Ao falar sobre a luta, “Golden Boy” rasgou elogios a Wendell Giacomo e garantiu que a vitória só foi possível graças ao excelente trabalho feito por sua equipe:

“Vi alguns vídeos do meu adversário e sabia que ele era um cara muito duro. Explosivo, muito forte, sabia que ele iria querer me pressionar e se eu deixasse que isso acontecesse, eu teria problemas. Tranquilo nunca é. Eu estava pronto para lutar 5 rounds porque sabia que o Wendell era um guerreiro e que ele não iria desistir da luta tão fácil. Mas sou um cara privilegiado por ter uma equipe muito forte que é a CM System. Treinamos muito e buscamos lutar com inteligência, esse é o nosso diferencial. Meus treinadores abriram minha cabeça desde o começo e me mantiveram focado na estratégia. Se não fosse eles, a luta poderia ter terminado de outra forma. Eles conseguiram me deixar focado o tempo todo e assim ficou mais fácil conquistar a vitória.” – conta o campeão.

(Foto: Future MMA)

Sempre calmo e sereno, Cado se diz feliz por ter conquistado o cinturão do Future MMA, mas garante que isso não vai mudar sua postura e que vai manter os pés no chão, em busca de novos desafios:

“Eu fiquei muito feliz em ter conquistado esse cinturão. É fruto de todo um trabalho duro. Mas sou tranquilo, acho que isso não muda nada. Vou me manter focado, treinando, pronto para defendê-lo. Nada mudou.”

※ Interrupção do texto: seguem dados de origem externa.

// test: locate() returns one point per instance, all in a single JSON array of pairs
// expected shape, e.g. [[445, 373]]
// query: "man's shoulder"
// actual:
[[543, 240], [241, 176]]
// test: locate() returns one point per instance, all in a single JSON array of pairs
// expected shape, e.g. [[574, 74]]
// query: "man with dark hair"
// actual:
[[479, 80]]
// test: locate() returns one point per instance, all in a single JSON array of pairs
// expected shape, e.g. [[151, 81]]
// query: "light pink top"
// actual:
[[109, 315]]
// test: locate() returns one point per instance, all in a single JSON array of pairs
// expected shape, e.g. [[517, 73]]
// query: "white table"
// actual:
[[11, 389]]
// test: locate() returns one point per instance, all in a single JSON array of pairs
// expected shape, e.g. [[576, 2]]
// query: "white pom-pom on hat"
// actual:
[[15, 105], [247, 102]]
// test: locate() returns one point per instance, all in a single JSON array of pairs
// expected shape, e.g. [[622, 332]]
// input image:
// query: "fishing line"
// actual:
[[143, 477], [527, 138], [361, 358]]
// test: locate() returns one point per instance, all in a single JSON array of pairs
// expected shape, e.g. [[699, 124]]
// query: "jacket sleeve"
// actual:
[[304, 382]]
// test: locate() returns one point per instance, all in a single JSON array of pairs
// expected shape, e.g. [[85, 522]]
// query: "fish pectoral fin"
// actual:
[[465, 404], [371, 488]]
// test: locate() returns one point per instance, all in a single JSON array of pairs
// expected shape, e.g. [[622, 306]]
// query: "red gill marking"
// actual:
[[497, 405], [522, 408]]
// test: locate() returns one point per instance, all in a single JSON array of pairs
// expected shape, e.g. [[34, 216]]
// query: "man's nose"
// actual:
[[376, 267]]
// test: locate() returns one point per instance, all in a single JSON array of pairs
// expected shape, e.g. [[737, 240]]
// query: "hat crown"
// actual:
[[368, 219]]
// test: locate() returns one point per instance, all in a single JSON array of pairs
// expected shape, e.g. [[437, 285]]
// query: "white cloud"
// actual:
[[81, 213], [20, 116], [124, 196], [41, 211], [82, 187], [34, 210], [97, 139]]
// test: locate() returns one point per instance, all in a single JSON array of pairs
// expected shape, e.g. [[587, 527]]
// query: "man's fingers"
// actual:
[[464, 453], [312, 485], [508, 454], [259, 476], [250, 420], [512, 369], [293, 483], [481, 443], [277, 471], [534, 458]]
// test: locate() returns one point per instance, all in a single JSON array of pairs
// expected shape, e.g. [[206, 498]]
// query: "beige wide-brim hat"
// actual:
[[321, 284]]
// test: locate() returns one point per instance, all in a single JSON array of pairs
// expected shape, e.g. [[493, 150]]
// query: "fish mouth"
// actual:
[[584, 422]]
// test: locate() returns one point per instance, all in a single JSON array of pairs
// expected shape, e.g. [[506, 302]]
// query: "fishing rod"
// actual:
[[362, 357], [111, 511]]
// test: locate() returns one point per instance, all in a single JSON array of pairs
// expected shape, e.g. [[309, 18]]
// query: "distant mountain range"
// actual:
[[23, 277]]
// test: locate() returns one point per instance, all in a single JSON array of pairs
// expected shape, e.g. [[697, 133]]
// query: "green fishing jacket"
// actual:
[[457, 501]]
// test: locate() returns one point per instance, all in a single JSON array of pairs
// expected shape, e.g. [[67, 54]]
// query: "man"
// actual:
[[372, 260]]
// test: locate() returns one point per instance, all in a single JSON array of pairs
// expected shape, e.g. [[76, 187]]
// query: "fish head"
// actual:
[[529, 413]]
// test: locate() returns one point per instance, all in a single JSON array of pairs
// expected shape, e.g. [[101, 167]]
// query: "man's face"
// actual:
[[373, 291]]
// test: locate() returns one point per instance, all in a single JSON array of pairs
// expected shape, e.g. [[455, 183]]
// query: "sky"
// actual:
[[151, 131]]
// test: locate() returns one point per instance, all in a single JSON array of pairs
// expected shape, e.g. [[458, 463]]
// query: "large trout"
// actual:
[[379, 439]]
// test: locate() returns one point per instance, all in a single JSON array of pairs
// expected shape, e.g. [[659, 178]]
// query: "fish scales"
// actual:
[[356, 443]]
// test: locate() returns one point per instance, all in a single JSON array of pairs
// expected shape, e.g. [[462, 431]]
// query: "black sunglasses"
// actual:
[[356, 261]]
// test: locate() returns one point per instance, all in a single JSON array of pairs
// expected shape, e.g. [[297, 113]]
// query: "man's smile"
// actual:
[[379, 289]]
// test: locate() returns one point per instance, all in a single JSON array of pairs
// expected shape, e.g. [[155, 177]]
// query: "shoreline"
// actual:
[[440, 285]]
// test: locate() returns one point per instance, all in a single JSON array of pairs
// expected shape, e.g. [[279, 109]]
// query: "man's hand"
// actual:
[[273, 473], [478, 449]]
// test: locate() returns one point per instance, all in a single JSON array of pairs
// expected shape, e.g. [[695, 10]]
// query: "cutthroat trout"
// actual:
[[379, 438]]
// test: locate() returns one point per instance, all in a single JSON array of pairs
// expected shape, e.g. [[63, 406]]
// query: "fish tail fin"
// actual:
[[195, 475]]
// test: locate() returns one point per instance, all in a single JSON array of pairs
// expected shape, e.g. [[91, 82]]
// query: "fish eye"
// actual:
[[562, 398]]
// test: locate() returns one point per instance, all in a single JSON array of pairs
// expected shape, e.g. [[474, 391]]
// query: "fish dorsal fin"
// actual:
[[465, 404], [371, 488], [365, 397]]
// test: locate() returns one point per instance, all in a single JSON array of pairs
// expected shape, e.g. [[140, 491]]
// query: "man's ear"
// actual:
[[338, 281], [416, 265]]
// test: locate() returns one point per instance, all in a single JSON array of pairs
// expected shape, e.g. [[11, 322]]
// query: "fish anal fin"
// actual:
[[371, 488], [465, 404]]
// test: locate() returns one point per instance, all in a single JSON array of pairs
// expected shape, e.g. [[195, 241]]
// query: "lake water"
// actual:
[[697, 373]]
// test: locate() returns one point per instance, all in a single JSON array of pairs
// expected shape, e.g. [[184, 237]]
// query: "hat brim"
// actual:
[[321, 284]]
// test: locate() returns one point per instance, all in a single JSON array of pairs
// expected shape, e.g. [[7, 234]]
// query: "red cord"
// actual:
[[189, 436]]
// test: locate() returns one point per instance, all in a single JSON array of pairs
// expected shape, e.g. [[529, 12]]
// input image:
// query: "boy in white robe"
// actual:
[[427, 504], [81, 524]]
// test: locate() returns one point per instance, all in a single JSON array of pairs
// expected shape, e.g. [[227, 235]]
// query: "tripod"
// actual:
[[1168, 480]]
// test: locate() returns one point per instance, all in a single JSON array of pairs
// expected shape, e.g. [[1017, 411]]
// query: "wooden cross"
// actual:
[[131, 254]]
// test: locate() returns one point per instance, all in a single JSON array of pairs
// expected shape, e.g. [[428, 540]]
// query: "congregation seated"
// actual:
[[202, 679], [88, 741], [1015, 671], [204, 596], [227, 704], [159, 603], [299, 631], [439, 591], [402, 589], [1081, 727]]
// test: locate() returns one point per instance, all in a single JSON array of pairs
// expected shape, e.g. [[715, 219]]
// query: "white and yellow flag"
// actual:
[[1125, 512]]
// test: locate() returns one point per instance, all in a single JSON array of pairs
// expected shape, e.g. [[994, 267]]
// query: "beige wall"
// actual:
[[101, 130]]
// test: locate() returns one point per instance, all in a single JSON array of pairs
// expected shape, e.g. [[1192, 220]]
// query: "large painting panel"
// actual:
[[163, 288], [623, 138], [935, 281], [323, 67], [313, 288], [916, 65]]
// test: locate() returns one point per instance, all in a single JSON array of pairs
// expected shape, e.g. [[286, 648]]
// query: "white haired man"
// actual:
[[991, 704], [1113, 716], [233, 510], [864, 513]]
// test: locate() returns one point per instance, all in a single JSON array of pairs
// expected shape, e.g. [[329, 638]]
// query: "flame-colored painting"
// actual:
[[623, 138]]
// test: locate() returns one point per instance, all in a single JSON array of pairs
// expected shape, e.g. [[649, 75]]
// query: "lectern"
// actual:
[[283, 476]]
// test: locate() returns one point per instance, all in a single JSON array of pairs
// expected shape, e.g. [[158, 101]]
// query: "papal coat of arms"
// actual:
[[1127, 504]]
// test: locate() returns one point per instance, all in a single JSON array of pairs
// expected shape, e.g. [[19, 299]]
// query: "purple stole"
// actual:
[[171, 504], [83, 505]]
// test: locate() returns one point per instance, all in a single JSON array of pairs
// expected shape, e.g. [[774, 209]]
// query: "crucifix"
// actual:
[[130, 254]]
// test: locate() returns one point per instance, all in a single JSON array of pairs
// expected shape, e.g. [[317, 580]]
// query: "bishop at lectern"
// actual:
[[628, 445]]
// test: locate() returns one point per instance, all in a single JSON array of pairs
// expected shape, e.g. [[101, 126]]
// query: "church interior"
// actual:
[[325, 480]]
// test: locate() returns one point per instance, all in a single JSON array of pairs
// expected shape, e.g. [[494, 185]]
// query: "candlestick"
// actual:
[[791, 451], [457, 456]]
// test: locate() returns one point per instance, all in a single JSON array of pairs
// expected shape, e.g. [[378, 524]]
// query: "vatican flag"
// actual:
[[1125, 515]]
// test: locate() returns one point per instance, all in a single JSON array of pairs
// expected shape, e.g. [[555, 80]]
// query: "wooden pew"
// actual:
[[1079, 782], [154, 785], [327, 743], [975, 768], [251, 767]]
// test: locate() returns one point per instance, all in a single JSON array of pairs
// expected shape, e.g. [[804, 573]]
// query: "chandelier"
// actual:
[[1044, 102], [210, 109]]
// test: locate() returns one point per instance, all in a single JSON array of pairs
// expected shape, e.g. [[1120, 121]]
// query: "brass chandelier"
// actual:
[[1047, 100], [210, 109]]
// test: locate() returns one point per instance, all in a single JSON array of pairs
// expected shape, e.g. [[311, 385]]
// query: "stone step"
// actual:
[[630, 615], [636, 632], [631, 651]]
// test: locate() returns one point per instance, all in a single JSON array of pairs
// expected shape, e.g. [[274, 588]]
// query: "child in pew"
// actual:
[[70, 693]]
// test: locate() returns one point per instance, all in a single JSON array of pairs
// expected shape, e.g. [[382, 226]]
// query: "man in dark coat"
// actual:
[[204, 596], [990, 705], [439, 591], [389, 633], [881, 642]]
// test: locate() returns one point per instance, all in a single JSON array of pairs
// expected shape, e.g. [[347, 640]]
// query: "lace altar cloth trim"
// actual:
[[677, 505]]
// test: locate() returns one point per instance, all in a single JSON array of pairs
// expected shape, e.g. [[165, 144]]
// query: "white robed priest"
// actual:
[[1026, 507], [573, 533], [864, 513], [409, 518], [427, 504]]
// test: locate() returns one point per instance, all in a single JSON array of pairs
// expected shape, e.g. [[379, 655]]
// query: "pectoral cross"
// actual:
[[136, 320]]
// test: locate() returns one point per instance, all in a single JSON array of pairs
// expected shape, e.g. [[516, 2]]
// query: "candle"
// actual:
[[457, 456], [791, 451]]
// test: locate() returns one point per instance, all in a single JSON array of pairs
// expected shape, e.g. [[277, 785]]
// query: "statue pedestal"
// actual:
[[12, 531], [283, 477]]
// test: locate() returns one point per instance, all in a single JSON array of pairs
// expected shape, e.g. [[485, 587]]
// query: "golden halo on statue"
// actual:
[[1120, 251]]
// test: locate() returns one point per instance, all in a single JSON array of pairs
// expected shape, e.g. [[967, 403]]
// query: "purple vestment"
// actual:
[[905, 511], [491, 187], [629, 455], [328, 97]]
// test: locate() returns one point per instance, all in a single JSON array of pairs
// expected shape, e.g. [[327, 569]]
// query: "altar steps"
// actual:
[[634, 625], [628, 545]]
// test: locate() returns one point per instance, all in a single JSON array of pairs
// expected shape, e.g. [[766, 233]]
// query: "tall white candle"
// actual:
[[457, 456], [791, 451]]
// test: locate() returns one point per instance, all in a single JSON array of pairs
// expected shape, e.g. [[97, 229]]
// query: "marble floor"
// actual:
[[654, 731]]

Perguntado sobre qual será o seu próximo passo na carreira, Luiz Cado afirma não fazer muitos planos. Seu maior desejo é continuar lutando, não importa a organização:

“Eu não quero recompensas. Eu gosto de lutar, de treinar, de fazer dieta. Quero continuar lutando, esse é meu objetivo. Quem sabe eu não possa ir em busca do cinturão do LFA em breve. Trazer outro cinturão para a CM System. Ou então lutar em uma edição do Future fora do Brasil. Seria ótimo! UFC, Bellator, qualquer lugar. Onde eu estiver lutando, estarei feliz. Continuar lutando é tudo o que eu quero!” – finaliza.